Dia menganggap putusan tersebut merupakan kemenangan para Pemohon yang merupakan pengemudi ojek daring (ojol) dan pedagang kuliner daring.

Dalam sidang pembacaan putusan MK, Hakim Konstitusi Adies Kadir mengatakan formula tarif dan skema layanan telekomunikasi tidak boleh semata-mata diletakkan dalam cara pandang atau logika komersial penyelenggara telekomunikasi, melainkan harus tetap menjamin perlindungan yang wajar bagi pengguna jasa telekomunikasi.

"Salah satu bentuk perlindungan tersebut tidak harus selalu berbentuk satu model layanan yang seragam, melainkan dapat diwujudkan melalui penyediaan berbagai pilihan paket yang fleksibel, termasuk paket dengan fitur akumulasi kuota (roll over), paket tanpa roll over (non-roll over), maupun inovasi layanan lain yang memberi kemungkinan bagi pengguna jasa telekomunikasi memilih layanan sesuai dengan kebutuhan, kemampuan, dan pola penggunaan secara proporsional dan tidak merugikan pengguna jasa telekomunikasi," ujar Adies dalam pertimbangan hukum mahkamah atas putusan itu yang dibacanya, Kamis kemarin.

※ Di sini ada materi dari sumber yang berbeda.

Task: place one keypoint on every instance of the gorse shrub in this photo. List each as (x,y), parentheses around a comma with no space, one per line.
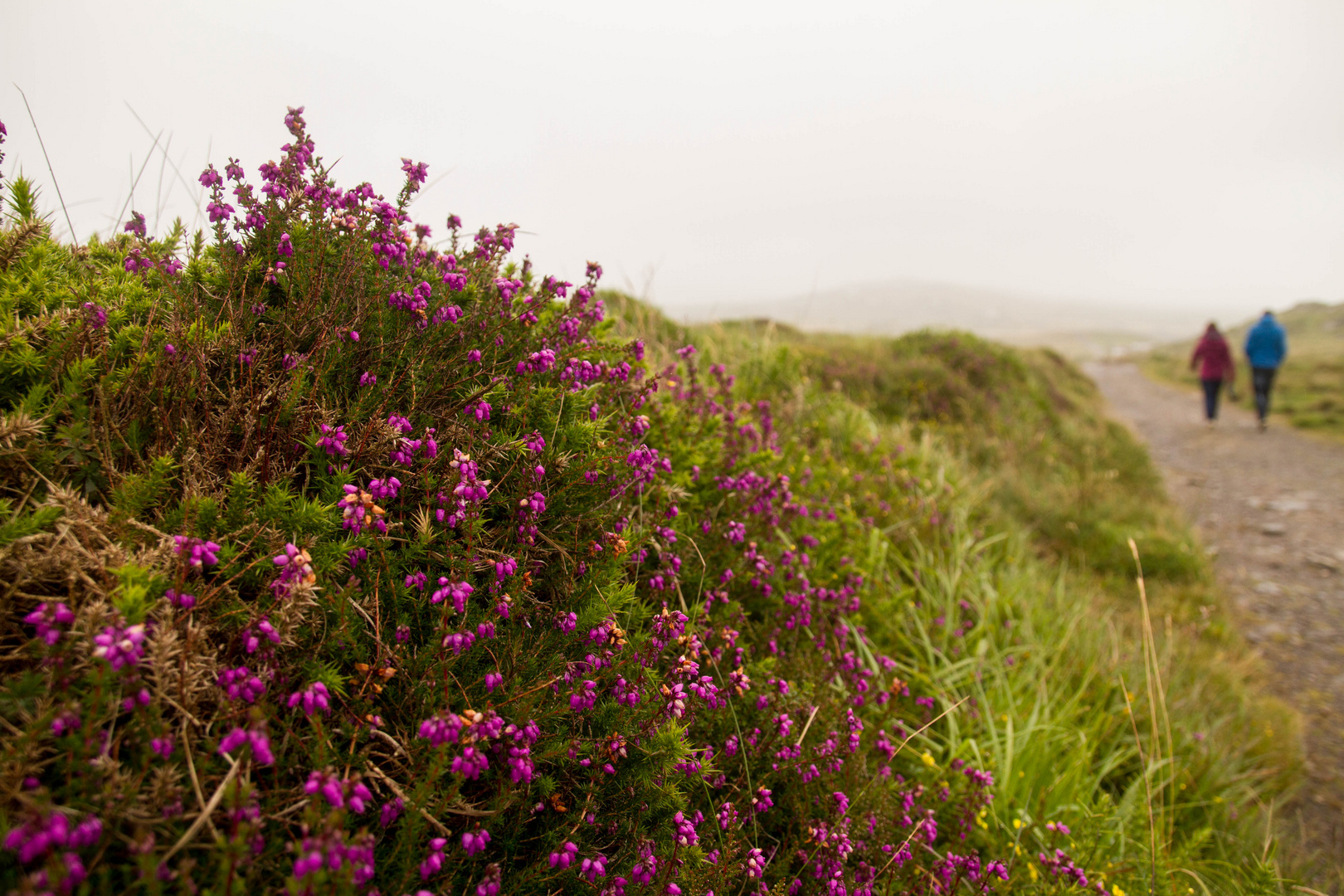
(336,562)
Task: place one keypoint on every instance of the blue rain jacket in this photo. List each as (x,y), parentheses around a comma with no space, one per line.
(1266,343)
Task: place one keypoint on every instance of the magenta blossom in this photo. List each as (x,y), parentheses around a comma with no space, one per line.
(46,620)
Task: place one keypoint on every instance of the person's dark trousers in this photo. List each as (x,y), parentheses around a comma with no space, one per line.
(1262,381)
(1211,390)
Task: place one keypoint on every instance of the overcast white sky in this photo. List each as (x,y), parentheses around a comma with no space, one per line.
(1149,153)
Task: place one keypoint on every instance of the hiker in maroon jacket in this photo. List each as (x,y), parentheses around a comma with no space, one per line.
(1215,367)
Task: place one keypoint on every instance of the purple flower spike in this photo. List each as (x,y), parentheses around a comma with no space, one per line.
(475,843)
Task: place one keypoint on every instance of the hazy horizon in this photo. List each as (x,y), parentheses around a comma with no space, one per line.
(1137,156)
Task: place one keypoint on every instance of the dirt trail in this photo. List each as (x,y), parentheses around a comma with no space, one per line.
(1270,505)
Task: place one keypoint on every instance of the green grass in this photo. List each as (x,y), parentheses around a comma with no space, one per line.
(1040,496)
(1309,387)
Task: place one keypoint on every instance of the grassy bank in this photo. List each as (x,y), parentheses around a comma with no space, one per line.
(1309,387)
(338,561)
(1025,601)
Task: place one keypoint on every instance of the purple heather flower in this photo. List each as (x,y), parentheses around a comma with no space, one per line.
(258,742)
(390,811)
(332,440)
(46,620)
(199,553)
(67,720)
(475,843)
(416,173)
(435,863)
(119,646)
(314,699)
(241,684)
(565,856)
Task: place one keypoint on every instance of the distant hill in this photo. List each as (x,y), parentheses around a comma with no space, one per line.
(890,308)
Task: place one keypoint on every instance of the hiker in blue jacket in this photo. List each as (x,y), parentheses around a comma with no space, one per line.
(1266,345)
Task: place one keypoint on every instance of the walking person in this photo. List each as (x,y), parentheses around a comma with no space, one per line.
(1215,367)
(1266,345)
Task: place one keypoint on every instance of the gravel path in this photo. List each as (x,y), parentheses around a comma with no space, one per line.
(1270,507)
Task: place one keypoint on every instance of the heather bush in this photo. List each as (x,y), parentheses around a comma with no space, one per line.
(339,561)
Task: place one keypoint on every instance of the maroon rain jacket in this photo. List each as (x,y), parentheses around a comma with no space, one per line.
(1214,356)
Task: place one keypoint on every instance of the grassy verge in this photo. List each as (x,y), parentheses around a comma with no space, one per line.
(1127,722)
(1309,387)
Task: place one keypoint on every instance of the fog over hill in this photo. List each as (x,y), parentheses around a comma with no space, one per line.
(895,306)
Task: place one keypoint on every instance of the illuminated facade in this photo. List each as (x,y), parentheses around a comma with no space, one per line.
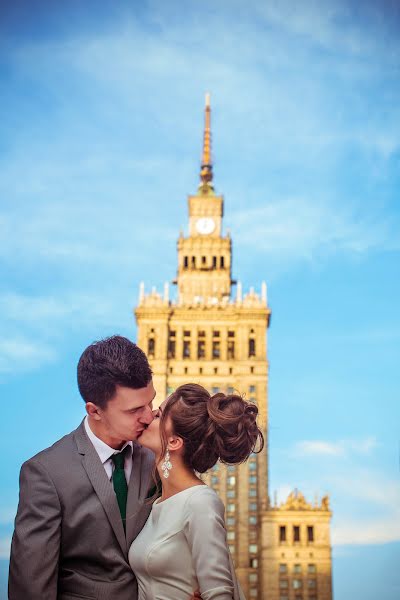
(218,339)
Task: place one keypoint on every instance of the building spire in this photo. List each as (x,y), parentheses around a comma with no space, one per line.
(206,174)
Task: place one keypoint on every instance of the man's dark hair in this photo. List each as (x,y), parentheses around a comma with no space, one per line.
(108,363)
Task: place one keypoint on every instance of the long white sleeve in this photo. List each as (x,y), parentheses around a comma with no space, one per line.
(206,535)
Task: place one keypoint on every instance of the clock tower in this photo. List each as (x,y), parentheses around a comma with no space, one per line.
(205,256)
(209,336)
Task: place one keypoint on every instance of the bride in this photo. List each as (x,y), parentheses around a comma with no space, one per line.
(183,545)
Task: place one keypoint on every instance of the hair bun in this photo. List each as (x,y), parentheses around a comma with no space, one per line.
(218,427)
(235,427)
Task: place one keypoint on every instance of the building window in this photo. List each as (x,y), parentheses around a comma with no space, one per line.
(282,568)
(151,347)
(252,347)
(282,533)
(171,346)
(201,349)
(186,348)
(312,569)
(310,533)
(296,533)
(216,349)
(252,534)
(253,520)
(253,563)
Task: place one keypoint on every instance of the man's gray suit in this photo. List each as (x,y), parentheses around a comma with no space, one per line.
(69,541)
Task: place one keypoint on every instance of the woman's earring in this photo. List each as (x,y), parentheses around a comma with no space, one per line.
(166,465)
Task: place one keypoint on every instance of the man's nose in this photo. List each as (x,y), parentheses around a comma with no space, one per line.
(148,416)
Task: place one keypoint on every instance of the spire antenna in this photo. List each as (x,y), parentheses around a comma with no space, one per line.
(206,174)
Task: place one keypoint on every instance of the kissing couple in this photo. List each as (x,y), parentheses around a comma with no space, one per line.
(116,510)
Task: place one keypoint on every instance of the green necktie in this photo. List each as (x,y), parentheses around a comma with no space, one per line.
(119,482)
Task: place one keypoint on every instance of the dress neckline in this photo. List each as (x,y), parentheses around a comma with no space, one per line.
(197,485)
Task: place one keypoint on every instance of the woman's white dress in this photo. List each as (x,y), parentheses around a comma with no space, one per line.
(182,548)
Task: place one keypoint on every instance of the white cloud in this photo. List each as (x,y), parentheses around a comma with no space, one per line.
(20,354)
(369,489)
(319,448)
(307,229)
(367,531)
(339,448)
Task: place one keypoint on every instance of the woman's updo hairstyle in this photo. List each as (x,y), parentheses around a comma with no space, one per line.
(219,427)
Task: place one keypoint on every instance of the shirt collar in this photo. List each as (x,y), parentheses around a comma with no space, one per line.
(103,450)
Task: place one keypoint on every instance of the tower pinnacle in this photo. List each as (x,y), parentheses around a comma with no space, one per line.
(206,174)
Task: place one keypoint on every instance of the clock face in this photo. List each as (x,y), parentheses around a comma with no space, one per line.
(205,225)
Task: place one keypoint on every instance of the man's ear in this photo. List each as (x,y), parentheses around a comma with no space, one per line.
(175,443)
(93,411)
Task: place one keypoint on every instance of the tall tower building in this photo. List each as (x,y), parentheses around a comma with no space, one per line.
(218,339)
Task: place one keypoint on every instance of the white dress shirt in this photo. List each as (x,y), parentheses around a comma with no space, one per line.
(105,453)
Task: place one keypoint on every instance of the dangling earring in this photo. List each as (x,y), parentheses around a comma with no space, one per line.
(166,465)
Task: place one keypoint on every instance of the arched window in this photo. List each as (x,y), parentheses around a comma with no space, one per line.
(252,347)
(151,347)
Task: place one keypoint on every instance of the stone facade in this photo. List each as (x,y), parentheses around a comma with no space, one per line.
(218,339)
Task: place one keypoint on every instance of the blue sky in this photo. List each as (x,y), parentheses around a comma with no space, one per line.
(100,143)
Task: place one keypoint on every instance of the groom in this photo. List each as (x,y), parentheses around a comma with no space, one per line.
(77,515)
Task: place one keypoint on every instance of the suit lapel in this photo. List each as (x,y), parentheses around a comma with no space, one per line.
(101,485)
(140,480)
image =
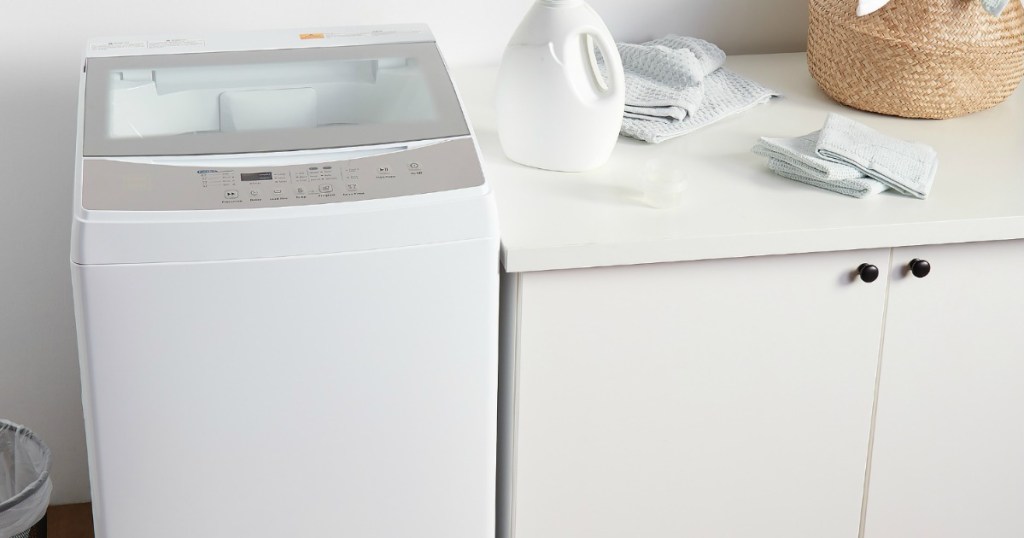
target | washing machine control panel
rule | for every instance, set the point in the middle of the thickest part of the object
(115, 184)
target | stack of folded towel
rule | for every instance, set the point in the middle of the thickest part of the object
(850, 158)
(675, 85)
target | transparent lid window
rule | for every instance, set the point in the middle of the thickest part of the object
(268, 100)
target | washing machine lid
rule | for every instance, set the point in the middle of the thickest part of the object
(268, 100)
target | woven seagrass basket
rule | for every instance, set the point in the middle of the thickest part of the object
(916, 58)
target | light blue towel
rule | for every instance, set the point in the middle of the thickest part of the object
(795, 159)
(676, 84)
(855, 187)
(905, 167)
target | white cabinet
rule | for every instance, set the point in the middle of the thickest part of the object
(948, 450)
(734, 398)
(709, 399)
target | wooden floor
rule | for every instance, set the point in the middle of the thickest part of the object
(70, 521)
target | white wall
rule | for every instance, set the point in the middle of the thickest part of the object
(40, 43)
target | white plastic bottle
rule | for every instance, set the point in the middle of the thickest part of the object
(555, 110)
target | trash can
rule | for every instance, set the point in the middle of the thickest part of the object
(25, 483)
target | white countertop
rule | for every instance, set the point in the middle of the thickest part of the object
(733, 206)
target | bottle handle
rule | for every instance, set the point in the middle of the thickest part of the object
(612, 61)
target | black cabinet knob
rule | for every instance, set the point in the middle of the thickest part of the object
(867, 273)
(920, 267)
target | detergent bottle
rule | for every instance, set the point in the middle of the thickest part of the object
(556, 110)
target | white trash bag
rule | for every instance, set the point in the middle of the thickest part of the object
(25, 480)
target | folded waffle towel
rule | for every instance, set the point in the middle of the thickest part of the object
(855, 187)
(799, 153)
(795, 159)
(676, 84)
(665, 77)
(905, 167)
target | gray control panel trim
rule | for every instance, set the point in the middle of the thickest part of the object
(451, 121)
(113, 184)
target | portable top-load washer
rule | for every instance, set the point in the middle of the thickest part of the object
(285, 261)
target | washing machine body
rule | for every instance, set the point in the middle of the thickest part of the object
(285, 266)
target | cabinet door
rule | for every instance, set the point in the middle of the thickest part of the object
(711, 399)
(948, 455)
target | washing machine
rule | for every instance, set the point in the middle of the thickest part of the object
(285, 267)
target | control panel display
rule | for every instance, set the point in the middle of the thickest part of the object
(112, 184)
(256, 176)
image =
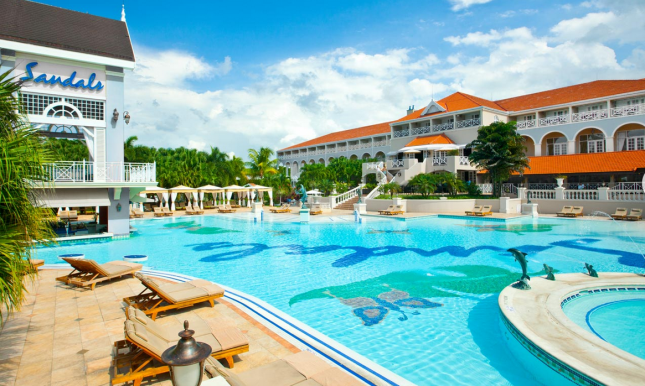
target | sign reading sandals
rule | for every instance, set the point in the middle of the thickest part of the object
(69, 82)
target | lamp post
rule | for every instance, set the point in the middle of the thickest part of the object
(186, 359)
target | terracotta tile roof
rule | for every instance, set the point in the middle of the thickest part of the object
(455, 102)
(578, 92)
(379, 128)
(439, 139)
(612, 162)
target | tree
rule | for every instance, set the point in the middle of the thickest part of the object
(425, 184)
(391, 187)
(499, 149)
(22, 155)
(261, 163)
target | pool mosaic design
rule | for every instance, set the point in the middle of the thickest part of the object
(417, 297)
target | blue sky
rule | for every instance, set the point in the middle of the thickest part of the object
(232, 75)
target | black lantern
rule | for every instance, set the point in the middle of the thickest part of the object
(186, 359)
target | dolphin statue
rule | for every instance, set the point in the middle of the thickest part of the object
(521, 258)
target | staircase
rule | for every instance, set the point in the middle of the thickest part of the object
(348, 205)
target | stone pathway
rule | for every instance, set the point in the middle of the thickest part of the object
(64, 335)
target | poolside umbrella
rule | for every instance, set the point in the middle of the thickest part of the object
(180, 189)
(207, 188)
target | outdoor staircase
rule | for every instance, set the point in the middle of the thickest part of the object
(348, 205)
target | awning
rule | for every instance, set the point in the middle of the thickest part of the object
(58, 198)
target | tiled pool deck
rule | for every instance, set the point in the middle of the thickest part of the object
(64, 335)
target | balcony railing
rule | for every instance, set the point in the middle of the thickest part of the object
(81, 171)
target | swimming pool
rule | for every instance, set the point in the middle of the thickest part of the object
(417, 297)
(614, 315)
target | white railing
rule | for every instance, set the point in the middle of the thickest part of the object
(443, 127)
(486, 188)
(626, 195)
(536, 194)
(559, 120)
(589, 116)
(468, 123)
(526, 124)
(401, 133)
(398, 163)
(348, 195)
(628, 186)
(82, 171)
(628, 110)
(585, 195)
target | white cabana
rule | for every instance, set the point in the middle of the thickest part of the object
(215, 190)
(180, 189)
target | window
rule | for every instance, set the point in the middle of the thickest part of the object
(592, 143)
(556, 146)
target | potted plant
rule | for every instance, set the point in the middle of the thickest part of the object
(560, 180)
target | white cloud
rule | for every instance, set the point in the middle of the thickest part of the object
(458, 5)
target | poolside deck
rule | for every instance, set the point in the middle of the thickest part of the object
(64, 335)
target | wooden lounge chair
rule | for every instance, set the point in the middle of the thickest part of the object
(486, 211)
(303, 368)
(283, 209)
(476, 209)
(88, 272)
(158, 296)
(635, 215)
(566, 210)
(315, 209)
(225, 209)
(139, 355)
(620, 214)
(576, 212)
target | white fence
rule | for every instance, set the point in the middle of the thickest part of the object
(82, 171)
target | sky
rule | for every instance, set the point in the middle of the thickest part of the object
(239, 75)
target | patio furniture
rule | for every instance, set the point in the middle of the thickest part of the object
(620, 214)
(158, 297)
(303, 368)
(576, 212)
(566, 210)
(88, 272)
(139, 355)
(486, 211)
(476, 209)
(635, 215)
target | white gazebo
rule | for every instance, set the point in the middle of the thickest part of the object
(215, 190)
(181, 189)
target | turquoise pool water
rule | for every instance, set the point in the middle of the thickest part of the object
(417, 297)
(615, 316)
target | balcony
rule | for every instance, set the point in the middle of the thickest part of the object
(101, 172)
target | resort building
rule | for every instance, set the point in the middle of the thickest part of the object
(606, 116)
(73, 66)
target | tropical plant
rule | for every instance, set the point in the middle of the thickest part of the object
(391, 188)
(425, 184)
(499, 149)
(22, 155)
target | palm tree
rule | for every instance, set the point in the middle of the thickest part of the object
(261, 163)
(22, 155)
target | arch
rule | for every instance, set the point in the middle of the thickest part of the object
(529, 143)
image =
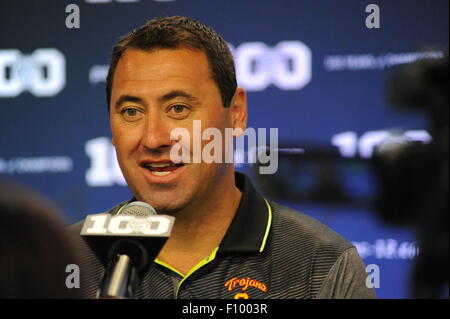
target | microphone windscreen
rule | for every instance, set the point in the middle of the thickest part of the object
(138, 209)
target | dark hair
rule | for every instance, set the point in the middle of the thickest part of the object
(178, 32)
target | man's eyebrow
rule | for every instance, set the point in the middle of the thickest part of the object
(178, 93)
(128, 98)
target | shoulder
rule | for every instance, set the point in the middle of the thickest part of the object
(303, 250)
(292, 225)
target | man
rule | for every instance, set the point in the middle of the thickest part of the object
(228, 241)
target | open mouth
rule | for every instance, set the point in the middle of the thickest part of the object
(162, 169)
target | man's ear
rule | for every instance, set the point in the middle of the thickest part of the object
(238, 108)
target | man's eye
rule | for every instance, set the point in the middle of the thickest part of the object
(130, 112)
(178, 108)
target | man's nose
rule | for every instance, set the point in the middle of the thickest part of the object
(156, 135)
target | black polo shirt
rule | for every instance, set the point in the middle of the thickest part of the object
(269, 251)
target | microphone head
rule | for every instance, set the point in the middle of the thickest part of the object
(138, 209)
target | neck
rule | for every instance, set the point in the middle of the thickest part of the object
(198, 230)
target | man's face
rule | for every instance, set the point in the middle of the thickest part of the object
(153, 93)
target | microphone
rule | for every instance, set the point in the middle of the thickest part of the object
(126, 244)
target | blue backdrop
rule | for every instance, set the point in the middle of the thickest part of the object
(312, 69)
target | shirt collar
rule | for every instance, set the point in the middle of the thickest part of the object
(250, 227)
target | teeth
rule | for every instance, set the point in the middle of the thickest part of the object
(161, 173)
(159, 165)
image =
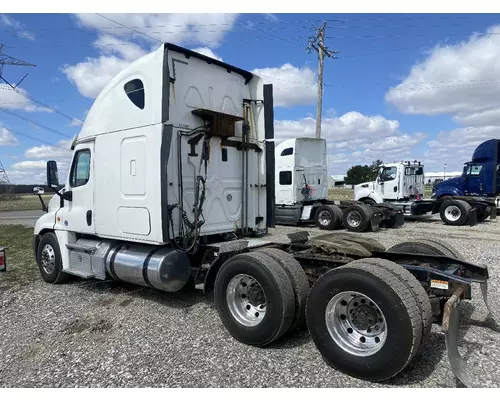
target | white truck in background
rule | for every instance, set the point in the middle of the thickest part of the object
(302, 192)
(171, 179)
(401, 185)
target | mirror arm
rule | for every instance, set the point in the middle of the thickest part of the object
(44, 206)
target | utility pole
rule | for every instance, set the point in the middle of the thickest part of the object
(8, 60)
(318, 44)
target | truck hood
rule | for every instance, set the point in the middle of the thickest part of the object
(448, 182)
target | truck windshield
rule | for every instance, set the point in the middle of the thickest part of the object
(388, 174)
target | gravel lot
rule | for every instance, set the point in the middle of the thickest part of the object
(105, 334)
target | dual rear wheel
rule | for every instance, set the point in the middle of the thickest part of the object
(368, 318)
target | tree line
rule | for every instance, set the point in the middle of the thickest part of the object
(362, 173)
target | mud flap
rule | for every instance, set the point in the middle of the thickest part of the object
(472, 217)
(450, 328)
(493, 212)
(484, 291)
(375, 222)
(399, 220)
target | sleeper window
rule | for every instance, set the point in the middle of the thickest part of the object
(285, 177)
(135, 92)
(80, 171)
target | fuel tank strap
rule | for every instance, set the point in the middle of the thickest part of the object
(145, 268)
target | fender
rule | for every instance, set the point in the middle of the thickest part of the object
(447, 191)
(368, 193)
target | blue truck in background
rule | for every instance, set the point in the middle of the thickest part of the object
(480, 177)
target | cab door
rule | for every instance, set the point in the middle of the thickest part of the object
(78, 213)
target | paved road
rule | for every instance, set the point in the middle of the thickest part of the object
(26, 218)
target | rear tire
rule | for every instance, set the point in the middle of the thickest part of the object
(328, 217)
(49, 259)
(343, 348)
(356, 218)
(299, 281)
(418, 291)
(244, 283)
(454, 212)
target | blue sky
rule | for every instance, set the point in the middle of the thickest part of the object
(403, 86)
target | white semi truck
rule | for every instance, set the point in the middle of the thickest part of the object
(402, 184)
(172, 179)
(302, 192)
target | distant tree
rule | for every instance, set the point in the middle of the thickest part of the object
(363, 173)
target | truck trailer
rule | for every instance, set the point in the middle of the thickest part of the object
(402, 186)
(302, 192)
(171, 185)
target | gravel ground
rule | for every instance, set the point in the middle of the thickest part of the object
(105, 334)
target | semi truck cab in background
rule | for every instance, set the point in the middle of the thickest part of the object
(480, 177)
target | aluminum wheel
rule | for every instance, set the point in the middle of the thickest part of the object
(453, 213)
(354, 218)
(325, 217)
(246, 300)
(48, 259)
(356, 323)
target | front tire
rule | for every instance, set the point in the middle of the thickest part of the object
(454, 212)
(49, 259)
(364, 321)
(356, 218)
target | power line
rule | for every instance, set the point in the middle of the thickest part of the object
(262, 31)
(317, 43)
(34, 122)
(39, 102)
(132, 29)
(36, 139)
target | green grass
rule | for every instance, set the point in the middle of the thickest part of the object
(21, 266)
(24, 202)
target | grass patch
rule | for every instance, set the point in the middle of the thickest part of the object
(24, 202)
(21, 266)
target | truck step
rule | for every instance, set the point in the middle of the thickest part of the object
(81, 247)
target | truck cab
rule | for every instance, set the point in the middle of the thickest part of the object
(401, 181)
(480, 177)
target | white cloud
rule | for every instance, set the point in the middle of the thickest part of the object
(120, 46)
(92, 75)
(17, 99)
(354, 138)
(32, 170)
(10, 22)
(208, 52)
(291, 85)
(6, 138)
(75, 122)
(461, 80)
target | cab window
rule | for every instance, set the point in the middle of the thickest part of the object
(388, 174)
(80, 170)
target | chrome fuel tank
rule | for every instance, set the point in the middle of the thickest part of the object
(162, 268)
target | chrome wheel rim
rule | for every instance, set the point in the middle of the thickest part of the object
(453, 213)
(324, 218)
(356, 323)
(48, 259)
(246, 300)
(354, 218)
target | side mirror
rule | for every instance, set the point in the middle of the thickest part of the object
(52, 174)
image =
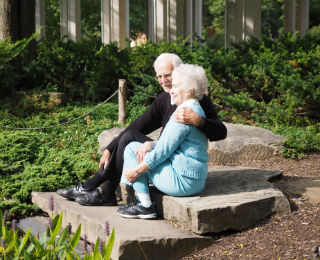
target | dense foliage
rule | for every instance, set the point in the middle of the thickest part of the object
(53, 244)
(273, 83)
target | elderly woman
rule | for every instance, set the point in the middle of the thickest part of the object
(177, 164)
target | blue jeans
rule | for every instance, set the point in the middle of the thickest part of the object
(163, 177)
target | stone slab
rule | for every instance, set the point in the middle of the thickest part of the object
(243, 143)
(305, 187)
(134, 238)
(234, 198)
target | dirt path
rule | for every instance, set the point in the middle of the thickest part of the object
(291, 236)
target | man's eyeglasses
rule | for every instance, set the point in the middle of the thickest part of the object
(165, 76)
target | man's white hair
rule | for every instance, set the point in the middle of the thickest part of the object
(193, 77)
(167, 57)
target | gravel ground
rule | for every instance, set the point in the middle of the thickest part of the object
(293, 236)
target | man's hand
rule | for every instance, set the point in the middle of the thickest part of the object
(104, 158)
(142, 150)
(131, 174)
(187, 116)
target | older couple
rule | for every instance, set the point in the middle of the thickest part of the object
(176, 163)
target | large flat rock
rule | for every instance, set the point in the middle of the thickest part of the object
(243, 143)
(134, 238)
(234, 198)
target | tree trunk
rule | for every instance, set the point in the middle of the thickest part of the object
(9, 20)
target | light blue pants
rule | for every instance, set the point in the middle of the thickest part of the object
(163, 177)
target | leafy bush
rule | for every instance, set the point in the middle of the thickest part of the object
(47, 159)
(9, 60)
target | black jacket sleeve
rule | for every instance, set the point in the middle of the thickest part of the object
(214, 129)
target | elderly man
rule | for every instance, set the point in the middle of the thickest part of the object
(111, 163)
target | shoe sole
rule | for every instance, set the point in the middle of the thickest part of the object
(150, 216)
(69, 198)
(102, 204)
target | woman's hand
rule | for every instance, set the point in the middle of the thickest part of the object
(131, 174)
(187, 116)
(104, 158)
(142, 150)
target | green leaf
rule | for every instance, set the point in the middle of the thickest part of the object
(75, 238)
(96, 253)
(109, 246)
(13, 240)
(56, 230)
(22, 244)
(62, 238)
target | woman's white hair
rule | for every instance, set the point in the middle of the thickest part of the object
(193, 77)
(168, 57)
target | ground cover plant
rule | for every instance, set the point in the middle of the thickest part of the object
(52, 244)
(273, 83)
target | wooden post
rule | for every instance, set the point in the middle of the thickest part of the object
(122, 98)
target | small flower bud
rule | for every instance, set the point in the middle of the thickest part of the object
(85, 244)
(14, 225)
(101, 242)
(69, 226)
(107, 228)
(50, 225)
(51, 203)
(3, 244)
(5, 217)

Setidaknya ada 6 opsi yang disarankan oleh MK perihal layanan jasa telekomunikasi yang menjamin sisa kuota internet milik pengguna tetap aktif. Yakni a. Akumulasi atau roll over kuota; b. Perpanjangan masa aktif; c. Pengalihan manfaat; d. Kompensasi; e. Refund; f. Bentuk perlindungan lain.